Jumping between projects can also be seen as spreading knowledge and good practices around.

It would probably be much easier for them to stick to one thing but that wouldn't fully utilize them as a resource.


Bandwagon hopping is a Good Thing.

Furthermore, if you continue to bring something to the bandwagon, people will continue asking you to join them.


Well, they've obviously never seen wycats' work. As for the others you speak of, time will tell.


"...delegating before you feel comfortable delegating."

That just might be the best piece of advice I've heard in a long time.


Thanks, good to know. So I guess the real secret is being able to attract people to delegate work to.


Would you mind explaining more about how you find and recruit fellow-minded collaborators and eventually delegate tasks to them?


thanks for your answser! wycats rulez.You're doing a good job in TC39,cant wait to get the final spec.


Maybe "wycats" is plural and he has a team of people implementing him, like Stephen King or TJ Holowaychuk.


Note that nobody reads every post in linux-kernel. In fact, nobody who expects to have time left over to actually do any real kernel work will read even half. Except Alan Cox, but he's actually not human, but about a thousand gnomes working in under-ground caves in Swansea. None of the individual gnomes read all the postings either, they just work together really well.

—Linus Torvalds (2000-05-02)


I love that quote.


I have met him in person many times and so if that's it, they also have a single person handling interface. :)


Might be multiplets. Or maybe wycats is a clonal colony, like Pando.


What separates TJ from a lot of us is that he isnt afraid to actually go and read some source code,no matter what the language is. That's what separates the good devs from the average ones.How many of us actually read the source of libs or frameworks we use everyday? not that many. But he also have a thing for simplicity,and that is a matter of taste.


I watched his talk Endurance(https://www.youtube.com/watch?v=yYihop9gHj4) to be pretty amazing and inspiring. He talked about some really important points which makes me think and reflect on self. A must watch.


And each of them are lucky to have a share of his time. His contributions to open source are immense.

Much of the software our company use has been shaped, at least in part, by Yehuda.
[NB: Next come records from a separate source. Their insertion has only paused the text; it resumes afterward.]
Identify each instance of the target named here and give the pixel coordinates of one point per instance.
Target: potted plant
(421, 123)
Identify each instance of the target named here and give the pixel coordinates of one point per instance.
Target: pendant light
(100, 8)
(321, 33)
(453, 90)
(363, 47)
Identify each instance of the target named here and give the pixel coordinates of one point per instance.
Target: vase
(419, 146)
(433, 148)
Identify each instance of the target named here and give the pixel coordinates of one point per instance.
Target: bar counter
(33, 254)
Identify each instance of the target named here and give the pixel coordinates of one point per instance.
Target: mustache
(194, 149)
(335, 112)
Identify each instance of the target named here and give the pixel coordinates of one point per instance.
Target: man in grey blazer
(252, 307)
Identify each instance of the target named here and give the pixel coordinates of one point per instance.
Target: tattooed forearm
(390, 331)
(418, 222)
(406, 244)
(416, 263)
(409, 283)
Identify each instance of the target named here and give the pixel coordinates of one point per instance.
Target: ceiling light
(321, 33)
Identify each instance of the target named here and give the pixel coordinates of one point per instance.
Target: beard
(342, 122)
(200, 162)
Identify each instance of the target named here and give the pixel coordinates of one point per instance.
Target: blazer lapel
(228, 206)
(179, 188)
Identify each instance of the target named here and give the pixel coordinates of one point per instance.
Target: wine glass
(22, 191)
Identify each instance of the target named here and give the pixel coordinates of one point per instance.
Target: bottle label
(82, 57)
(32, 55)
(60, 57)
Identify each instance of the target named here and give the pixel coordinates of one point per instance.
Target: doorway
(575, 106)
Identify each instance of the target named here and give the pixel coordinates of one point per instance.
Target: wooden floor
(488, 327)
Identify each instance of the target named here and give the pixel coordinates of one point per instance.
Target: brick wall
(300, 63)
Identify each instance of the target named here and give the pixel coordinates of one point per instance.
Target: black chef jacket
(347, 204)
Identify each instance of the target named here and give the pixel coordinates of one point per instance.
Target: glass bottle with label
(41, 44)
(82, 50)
I hope we'll grow the company, so that at some point we'll be able to reciprocate.


Yes, on top of a relatively short number of years coding -- impressive indeed


How many years?


I believe Yehuda only started coding in 2006? Maybe 2008?


I did my first real coding in around 2005, and quickly got interested in both jQuery and Rails. Really good timing in retrospect!


Considering you've been coding less than a decade, can you comment on what you think the biggest factor was that lead you to developing such a high level of mastery of solid coding principles? Books, mentoring, reading framework and library code thoroughly?


Wow, you've asked just the question i've been wondering ever since I read that date. Very curious, because it seems like there's been a reliably intuitive focus since the very beginning which generally takes years to develop.


I think the best I can do here is my usual answer: take some time every week to work on a problem that is a little bit harder than what you already know how to do. It requires discipline, and it's hard, but it reliably results in levelling up.

It also helps with humility: if you're constantly working on things that are too hard for you to do, it's hard to build up an unhealthy belief in your own abilities. And humility will keep you open to unexpected learnings from collaborators and people working on related things.


I think this can be great advice, but is dependent on your level of humility; it can also a recipe for a serious case of imposter syndrome


What do you recommend someone do / read / learn if he wants to follow on your path?